Those defending against a team with an extra player must look to take something away from them, whether it be a particular area of the pitch or man-marking their biggest attacking threat. Teams must still apply some form of pressure on opponents, otherwise it will likely be only a matter of time until they make the all-important breakthrough. Players must stick with their opposite number as best as possible, with both defensive and midfield units working in unison, before breaking quickly when the play is broken up.


As well as physical actions, players must also ensure that they do not let their heads drop after losing a teammate due to injury or a red card, as this will only boos the confidence of your opponents yet further. Maintaining belief will help teams to play in a disciplined and courageous manner, limiting the space of opponents as much as possible. Carrying out such actions is also likely to frustrate the other team, leading to errors and loss of possession.
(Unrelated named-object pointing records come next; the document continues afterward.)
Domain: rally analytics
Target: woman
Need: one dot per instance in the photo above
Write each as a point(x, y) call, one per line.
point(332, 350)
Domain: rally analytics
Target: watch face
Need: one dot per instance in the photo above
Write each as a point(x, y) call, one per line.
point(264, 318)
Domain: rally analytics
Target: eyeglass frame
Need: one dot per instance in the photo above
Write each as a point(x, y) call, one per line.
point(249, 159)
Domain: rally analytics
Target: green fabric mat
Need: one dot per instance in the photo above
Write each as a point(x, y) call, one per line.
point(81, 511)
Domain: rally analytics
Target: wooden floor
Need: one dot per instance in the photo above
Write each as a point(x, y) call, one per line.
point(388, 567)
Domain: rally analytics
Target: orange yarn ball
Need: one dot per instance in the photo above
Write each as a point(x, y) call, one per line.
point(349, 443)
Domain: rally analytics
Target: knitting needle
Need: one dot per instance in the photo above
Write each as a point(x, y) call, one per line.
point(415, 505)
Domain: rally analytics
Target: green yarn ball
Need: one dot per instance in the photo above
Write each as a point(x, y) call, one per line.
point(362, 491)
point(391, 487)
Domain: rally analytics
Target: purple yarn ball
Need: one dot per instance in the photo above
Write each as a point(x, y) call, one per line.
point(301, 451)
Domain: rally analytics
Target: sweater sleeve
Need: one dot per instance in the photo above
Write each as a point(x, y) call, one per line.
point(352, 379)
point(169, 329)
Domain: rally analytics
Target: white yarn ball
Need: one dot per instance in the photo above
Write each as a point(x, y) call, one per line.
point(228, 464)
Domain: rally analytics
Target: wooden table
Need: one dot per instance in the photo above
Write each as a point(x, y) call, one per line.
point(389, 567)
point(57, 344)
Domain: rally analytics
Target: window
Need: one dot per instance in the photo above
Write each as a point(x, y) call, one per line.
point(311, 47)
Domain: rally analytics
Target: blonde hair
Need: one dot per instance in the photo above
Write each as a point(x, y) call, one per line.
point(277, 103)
Positive mental attitude will also lead to increased awareness levels, communication and concentration, which all aid the chances of coming away with a positive result. Such attributes must not only come from defenders too, with everyone on the field, including any possible substitutes having to quickly come to terms of what is expected of them. Attacking players remaining on the pitch will often be required to close down a full-back or drop into a deeper midfield position, something in which they may not have experience of doing. This is where training sessions involving such situations will pay dividends.


Coaches can undoubtedly influence players in this area, with teams with good attitudes throughout training sessions often stepping up to the plate when things get tough. It is fairly simple to recreate the scenario of losing a player during a game, whether it be setting up a 11v10 match or drills involving a smaller number of players. Coaches should encourage defenders putting pressure on attacking players despite having inferior numbers, with discipline and the so-called “siege mentality” being invaluable assets in football.


Playing with a player down is not all about “parking the bus”, with coaches having to ensure that their team finishes the match with the same mentality as when it started.